BEIRUTE, Líbano – O governo sírio executou 24 pessoas e condenou 11 outras à prisão perpétua com trabalhos forçados por acender incêndios florestais que queimaram no noroeste do país no ano passado, anunciou o Ministério da Justiça da Síria em um declaração no facebook na quinta feira.
As pessoas condenadas foram acusadas não de incêndio criminoso, mas de terrorismo, disse o governo, porque suas ações causaram mortes, bem como danos extensos à infraestrutura, propriedades públicas e privadas, terras agrícolas e florestas.
A dureza das sentenças, que foram impostas na quarta-feira, chocou até mesmo os defensores dos direitos humanos que acompanharam a brutalidade da guerra civil de 10 anos no país. Durante esse tempo, o governo do presidente Bashar al-Assad bombardeou as próprias cidades da Síria, impôs cercos sufocantes a comunidades rebeldes e fez desaparecer um número desconhecido de pessoas em suas prisões.
“A ideia de que 24 pessoas foram executadas em decorrência de incêndios florestais soa como a farsa que Bashar al-Assad fez do sistema judiciário na última década”, disse Sara Kayyali, pesquisadora síria da Human Rights Watch.
Ela observou que os incêndios se concentraram em partes do noroeste do país que geralmente são leais a al-Assad e onde os residentes têm alguma margem de manobra para criticar o estado. Enquanto as chamas atingiam suas comunidades no outono passado, destruindo casas, plantações e florestas, muitos recorreram às redes sociais para criticar o governo por não controlar os incêndios e por oferecer apenas uma compensação mínima às suas vítimas.

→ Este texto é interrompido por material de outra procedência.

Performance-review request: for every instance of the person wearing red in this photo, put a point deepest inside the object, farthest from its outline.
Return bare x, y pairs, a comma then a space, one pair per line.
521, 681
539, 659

As execuções podem ter o objetivo de mostrar aos leais nessas áreas que al-Assad estava levando o assunto a sério, disse Kayyali. “Isso me parece uma medida destinada a reforçar a popularidade de Assad e a popularidade do governo nessas áreas”, disse ela.
As execuções, no entanto, provavelmente não ajudaram os esforços de al-Assad para diminuir seu status de pária internacional.
Nos últimos meses, ele tem restabelecido os laços com seus vizinhos, muitos dos quais estão resignados com o fracasso de um levante que buscou derrubar o líder sírio, mas em vez disso levou à guerra civil.
Al-Assad falou recentemente por telefone com o rei Abdullah II da Jordânia, um dos parceiros mais próximos dos Estados Unidos no Oriente Médio, pela primeira vez em 10 anos. E na quinta-feira, ele falou com outro parceiro americano próximo, Mohammed bin Zayed Al-Nahyan, o príncipe herdeiro de Abu Dhabi e governante de fato dos Emirados Árabes Unidos, sobre como aumentar a cooperação entre seus “países irmãos”, de acordo com o Agência de notícias do estado dos Emirados.
A agência de notícias estatal síria, SANA, não informou sobre as execuções, mas publicou um artigo sobre os incêndios. Sua manchete: “Um ano após o crime que partiu o coração dos sírios”.
O relatório disse que os incêndios queimaram partes de quatro províncias, destruíram 32.000 acres de plantações, incluindo olivais e pomares de frutas cítricas, e causaram perdas de quase US $ 24 milhões aos agricultores. Também danificou mais de 370 casas.
O comunicado do Ministério da Justiça não citou os condenados nem forneceu informações sobre como ou onde foram executados. Mas disse que eles realizaram reuniões de planejamento e continuaram a acender fogueiras com substâncias inflamáveis por alguns meses.
Além dos executados ou condenados à prisão perpétua, outros nove, incluindo cinco adolescentes, foram condenados à prisão, segundo o comunicado. Os adolescentes receberam entre 10 e 12 anos.
De acordo com Anistia Internacional, A China teve o maior número de execuções relatadas em 2020, enquanto os próximos quatro países da lista eram todos do Oriente Médio: Irã, Egito, Iraque e Arábia Saudita.
A Síria não aparece em tais classificações devido à opacidade de seu sistema penal. As execuções raramente são anunciadas e muitas acontecem nas prisões após pouco ou nenhum processo legal, dizem grupos de direitos humanos. Muitas vezes, mesmo os parentes dos executados não são informados.
Kayyali disse que o uso da lei do terrorismo nos casos de incêndio florestal foi profundamente problemático. Esses casos, disse ela, são ouvidos em um tribunal especial de contraterrorismo, onde as confissões são frequentemente coagidas, os acusados não têm direito a representação legal adequada e muitos suspeitos são punidos por se oporem ao governo.
“Vimos a lei de contraterrorismo e este tribunal ser usado para reprimir dissidentes, para enviar centenas de pessoas para a morte”, disse Kayyali. “Portanto, a ideia de que isso foi referenciado em relação a essas execuções é uma bandeira vermelha imediata.”